Pendant la guerre, Boucher avait un contrat sur sa tête et avait été suivi par le tueur à gages Gérald Gallant, qui n’avait toutefois jamais été en mesure de remplir sa mission.

Durant sa longue incarcération, Boucher avait été victime de quelques attaques de codétenus, notamment une à coups de pics artisanaux survenue dans la cour du pénitencier de Sainte-Anne-des-Plaines, en octobre 2010.

Quatre ans plus tard, Le Journal de Montréal avait révélé que Boucher avait été expulsé des rangs des Hells Angels.

Cette expulsion ne l’avait toutefois pas empêché de continuer de recevoir de l’argent de fidèles, provenant de la vente de stupéfiants, 4000 $ par mois selon la preuve obtenue durant l’enquête Magot-Mastiff, par laquelle la Sûreté du Québec a démantelé en novembre 2015 une alliance motards-mafia-gang qui dirigeait le crime organisé montréalais.
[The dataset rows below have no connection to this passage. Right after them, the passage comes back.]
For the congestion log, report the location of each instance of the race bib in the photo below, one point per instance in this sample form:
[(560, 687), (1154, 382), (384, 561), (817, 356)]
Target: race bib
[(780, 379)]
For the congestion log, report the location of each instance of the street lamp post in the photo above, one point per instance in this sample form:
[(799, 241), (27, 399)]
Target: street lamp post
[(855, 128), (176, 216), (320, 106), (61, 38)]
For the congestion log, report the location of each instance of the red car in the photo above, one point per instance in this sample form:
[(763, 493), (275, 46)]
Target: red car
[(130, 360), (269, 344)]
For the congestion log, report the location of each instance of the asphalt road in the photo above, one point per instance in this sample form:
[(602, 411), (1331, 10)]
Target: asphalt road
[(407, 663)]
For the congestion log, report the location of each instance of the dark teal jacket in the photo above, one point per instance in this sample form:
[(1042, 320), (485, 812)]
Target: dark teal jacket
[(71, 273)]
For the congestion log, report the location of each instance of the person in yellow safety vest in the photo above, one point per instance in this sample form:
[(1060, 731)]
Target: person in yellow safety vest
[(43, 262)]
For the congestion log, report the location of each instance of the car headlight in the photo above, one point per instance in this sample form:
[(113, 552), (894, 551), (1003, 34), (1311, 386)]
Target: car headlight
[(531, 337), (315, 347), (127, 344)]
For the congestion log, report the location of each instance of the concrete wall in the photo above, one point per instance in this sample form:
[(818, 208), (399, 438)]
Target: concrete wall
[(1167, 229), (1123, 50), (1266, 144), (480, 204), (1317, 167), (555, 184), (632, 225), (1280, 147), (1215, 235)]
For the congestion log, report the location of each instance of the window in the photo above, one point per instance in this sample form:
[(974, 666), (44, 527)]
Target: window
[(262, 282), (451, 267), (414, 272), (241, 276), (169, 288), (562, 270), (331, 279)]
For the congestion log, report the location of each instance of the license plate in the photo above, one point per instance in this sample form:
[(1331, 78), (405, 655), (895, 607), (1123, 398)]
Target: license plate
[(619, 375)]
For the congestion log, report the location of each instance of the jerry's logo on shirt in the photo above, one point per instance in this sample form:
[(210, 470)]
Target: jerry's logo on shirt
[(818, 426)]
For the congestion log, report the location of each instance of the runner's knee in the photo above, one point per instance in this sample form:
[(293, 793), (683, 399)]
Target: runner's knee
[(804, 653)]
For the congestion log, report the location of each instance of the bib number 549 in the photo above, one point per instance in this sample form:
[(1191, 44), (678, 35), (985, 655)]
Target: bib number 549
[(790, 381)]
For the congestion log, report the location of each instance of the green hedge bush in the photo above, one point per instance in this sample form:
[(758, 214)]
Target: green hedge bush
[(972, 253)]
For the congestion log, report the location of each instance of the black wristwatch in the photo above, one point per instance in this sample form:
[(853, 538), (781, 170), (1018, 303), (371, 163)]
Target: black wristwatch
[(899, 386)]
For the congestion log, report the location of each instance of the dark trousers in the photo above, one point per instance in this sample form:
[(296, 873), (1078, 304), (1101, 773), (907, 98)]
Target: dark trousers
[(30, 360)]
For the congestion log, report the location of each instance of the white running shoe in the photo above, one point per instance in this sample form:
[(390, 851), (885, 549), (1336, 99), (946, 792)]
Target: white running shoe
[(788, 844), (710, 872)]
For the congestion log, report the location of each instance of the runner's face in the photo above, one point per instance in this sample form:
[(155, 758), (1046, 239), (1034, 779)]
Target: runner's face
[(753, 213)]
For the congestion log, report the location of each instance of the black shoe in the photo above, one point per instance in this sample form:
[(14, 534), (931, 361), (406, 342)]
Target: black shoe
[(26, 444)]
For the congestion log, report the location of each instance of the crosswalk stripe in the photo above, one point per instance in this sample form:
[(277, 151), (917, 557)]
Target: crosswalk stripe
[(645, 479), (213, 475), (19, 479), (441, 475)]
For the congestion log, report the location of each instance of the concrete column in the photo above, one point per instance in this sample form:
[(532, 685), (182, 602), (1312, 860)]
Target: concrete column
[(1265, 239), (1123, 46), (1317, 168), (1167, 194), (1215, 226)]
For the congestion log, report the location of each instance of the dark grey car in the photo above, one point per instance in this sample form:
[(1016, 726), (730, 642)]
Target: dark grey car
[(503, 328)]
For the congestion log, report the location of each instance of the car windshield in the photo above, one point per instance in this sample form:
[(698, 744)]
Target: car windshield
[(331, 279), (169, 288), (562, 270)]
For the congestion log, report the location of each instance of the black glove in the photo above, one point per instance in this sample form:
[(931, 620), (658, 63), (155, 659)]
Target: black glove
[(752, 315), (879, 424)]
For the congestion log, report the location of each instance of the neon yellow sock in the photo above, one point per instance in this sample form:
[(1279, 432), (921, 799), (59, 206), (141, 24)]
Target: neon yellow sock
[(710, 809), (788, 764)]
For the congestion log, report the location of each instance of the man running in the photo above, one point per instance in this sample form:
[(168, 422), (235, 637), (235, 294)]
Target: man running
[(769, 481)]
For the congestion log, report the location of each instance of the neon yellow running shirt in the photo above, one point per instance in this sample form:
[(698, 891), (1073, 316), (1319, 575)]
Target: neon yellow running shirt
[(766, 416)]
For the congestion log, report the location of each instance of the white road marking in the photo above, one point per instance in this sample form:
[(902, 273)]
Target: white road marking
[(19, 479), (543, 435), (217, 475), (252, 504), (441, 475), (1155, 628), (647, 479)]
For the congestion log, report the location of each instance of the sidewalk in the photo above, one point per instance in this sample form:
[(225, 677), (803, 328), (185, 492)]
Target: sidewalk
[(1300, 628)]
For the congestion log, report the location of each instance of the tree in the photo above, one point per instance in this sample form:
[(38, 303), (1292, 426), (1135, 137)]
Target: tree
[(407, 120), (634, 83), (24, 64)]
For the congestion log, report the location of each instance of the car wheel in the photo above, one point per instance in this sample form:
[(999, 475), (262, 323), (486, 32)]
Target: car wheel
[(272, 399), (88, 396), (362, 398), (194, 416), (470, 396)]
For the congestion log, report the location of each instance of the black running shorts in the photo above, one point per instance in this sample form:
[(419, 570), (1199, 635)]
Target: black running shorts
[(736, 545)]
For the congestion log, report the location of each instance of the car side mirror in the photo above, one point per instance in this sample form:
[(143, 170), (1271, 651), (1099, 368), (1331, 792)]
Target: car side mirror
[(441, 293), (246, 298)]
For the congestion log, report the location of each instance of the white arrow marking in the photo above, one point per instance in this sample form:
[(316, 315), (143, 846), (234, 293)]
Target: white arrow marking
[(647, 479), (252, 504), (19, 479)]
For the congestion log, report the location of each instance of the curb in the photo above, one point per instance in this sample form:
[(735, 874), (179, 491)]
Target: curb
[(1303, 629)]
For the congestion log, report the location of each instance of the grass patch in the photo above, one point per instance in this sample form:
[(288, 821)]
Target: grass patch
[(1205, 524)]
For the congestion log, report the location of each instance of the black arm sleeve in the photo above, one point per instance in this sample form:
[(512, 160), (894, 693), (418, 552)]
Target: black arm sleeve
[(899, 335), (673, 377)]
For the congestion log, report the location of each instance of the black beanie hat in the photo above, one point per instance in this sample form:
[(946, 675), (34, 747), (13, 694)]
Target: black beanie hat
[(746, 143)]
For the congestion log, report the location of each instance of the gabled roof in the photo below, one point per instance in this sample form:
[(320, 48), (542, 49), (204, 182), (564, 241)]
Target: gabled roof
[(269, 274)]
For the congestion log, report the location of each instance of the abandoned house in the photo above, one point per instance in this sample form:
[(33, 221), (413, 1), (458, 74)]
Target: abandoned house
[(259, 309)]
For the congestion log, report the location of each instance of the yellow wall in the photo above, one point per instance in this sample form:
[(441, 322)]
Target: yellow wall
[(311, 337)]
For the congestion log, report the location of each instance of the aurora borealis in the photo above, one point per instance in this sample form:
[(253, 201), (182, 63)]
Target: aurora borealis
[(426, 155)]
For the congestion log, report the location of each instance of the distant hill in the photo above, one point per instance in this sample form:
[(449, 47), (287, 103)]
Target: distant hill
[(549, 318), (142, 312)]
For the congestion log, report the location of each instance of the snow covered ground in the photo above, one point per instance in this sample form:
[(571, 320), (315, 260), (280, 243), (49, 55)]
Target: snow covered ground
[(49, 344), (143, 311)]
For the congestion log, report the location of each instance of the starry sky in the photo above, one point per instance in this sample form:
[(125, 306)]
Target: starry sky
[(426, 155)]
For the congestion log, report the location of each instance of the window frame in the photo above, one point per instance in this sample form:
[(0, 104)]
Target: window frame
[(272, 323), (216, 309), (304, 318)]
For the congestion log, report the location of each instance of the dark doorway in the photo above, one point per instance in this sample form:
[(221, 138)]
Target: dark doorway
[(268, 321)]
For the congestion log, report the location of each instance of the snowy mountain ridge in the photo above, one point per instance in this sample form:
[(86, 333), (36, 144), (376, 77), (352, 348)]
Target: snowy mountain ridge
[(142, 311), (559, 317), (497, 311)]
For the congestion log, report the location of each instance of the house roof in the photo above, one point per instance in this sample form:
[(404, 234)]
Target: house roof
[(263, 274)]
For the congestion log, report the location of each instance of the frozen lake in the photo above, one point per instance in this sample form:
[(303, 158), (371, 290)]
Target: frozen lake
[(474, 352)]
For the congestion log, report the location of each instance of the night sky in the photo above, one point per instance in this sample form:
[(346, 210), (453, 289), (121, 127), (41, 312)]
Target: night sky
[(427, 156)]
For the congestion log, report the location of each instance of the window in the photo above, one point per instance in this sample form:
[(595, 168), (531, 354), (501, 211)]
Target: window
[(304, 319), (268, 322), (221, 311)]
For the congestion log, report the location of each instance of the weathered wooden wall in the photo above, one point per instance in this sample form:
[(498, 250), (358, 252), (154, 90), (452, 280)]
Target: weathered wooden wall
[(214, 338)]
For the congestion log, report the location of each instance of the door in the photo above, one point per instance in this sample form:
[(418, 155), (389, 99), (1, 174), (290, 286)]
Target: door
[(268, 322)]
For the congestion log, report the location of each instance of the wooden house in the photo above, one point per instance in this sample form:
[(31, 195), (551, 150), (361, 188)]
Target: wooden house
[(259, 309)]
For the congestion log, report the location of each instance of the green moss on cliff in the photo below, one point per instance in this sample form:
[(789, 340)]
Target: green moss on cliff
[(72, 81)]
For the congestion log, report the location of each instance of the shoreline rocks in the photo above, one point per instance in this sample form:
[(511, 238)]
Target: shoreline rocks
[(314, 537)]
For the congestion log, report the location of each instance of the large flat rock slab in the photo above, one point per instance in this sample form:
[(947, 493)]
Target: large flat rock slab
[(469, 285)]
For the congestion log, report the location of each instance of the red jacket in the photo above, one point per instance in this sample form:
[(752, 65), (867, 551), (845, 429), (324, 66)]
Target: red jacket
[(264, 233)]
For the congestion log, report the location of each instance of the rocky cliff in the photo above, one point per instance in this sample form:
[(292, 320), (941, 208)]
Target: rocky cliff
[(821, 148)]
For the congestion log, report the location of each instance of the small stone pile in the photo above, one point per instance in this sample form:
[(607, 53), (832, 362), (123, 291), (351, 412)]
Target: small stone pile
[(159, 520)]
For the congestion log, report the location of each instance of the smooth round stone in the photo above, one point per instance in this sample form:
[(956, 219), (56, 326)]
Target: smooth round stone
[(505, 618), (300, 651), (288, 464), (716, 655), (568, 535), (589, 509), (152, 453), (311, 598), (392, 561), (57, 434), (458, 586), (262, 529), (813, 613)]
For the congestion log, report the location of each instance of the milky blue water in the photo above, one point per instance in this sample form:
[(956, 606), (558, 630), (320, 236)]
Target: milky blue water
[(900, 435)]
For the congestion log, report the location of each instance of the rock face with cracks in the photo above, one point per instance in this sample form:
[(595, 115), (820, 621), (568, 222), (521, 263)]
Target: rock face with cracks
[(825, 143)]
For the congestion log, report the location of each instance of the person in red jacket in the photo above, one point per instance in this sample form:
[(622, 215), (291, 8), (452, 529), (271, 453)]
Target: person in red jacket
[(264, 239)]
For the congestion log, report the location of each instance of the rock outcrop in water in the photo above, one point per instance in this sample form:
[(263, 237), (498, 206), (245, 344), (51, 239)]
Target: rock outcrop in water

Durant l’enquête, les policiers avaient découvert que Boucher, sa fille Alexandra Mongeau et le chef de gang Gregory Woolley avaient comploté pour faire assassiner le caïd Raynald Desjardins.

Boucher avait été arrêté et accusé pour ce complot. Il avait plaidé coupable et été condamné à une peine de dix ans supplémentaires.

En le condamnant en 2018, le juge Éric Downs, de la Cour supérieure, avait déclaré que cette affaire démontrait que Boucher n’était pas sur la voie de la réhabilitation.

En 2015, Boucher avait également été arrêté pour avoir attaqué un codétenu à coups de pic et avait été condamné à une autre peine de deux ans en 2019.